Anthrax lethal toxin and tumor necrosis factor-α synergize to induce mouse death

Bacillus anthracis lethal toxin (LT) is a determinant of lethal anthrax. Its function in myeloid cells is required for bacterial dissemination, and LT itself can directly trigger dysfunction of the cardiovascular system. The interplay between LT and the host responses is important in the pathogenesis, but our knowledge of this interplay remains limited.

Tumor necrosis factor-α (TNF-α) is a pleiotropic pro-inflammatory cytokine induced by bacterial infections. It drives cytokine production/survival or cell death, and thus is involved in many processes, including embryonic development and sepsis.

It has been reported that LT sensitizes TNF-induced activation of NLRP3 (NACHT, LRR and PYD domains-containing protein 3) inflammasome and caspase-8-dependent apoptosis in macrophages. Additionally, TNF-activated apoptosis contributes to the lethal effect of anthrax toxins.

Recently, in an effort to further study the effect of TNF + LT treatment in vivo, researchers from Yingying Zhang's group used co-treatment of TNF + LT in mice to mimic in vivo conditions for LT to function in inflamed hosts. By using bone marrow transplantation and genetically engineered mice, they found unexpectedly that the death of intestinal epithelial cells (IECs) rather than that of hematopoietic cells led to LT + TNF-induced lethality, that is, intestinal epithelial cells (IECs) were targets of LT-induced death in the presence of TNF and the resultant intestinal damage played a pivotal role in the lethality of mice.

Both necroptosis and apoptosis pathways participated in the TNF + LT-triggered IEC deaths and mouse death. Inhibition of p38α mitogen-activated protein kinase (MAPK) signaling by LT in IECs promoted TNF-induced apoptosis and necroptosis of IECs, leading to intestinal damage and mouse death.
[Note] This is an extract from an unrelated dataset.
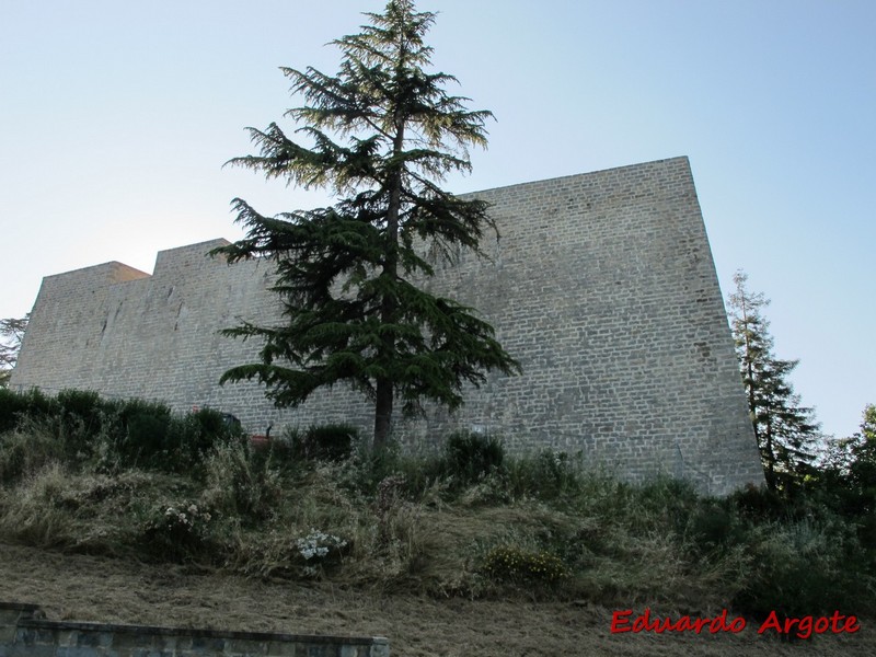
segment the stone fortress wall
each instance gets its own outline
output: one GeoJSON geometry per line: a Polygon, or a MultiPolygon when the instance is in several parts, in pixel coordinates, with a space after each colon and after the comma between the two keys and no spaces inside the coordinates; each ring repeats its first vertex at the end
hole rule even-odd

Consistently, p38α inhibition by LT enhanced TNF-mediated cell death in human colon epithelial HT-29 cells, supporting the role of p38α inactivation in the pathology of anthrax. Thus, preventing TNF-induced apoptosis and necroptosis in combination with controlling bacterial propagation might be an effective prevention of anthrax-caused death.

An implication of the data is that impairment of p38α and perhaps also other MAPK pathways in IECs by any natural means would make animals vulnerable to inflammation-caused tissue injury and animal death. As intestinal damage is one of the leading causes of lethality in anthrax patients, the IEC damage caused by LT + TNF would most likely be a mechanism underneath this clinical manifestation and could be a target for interventions.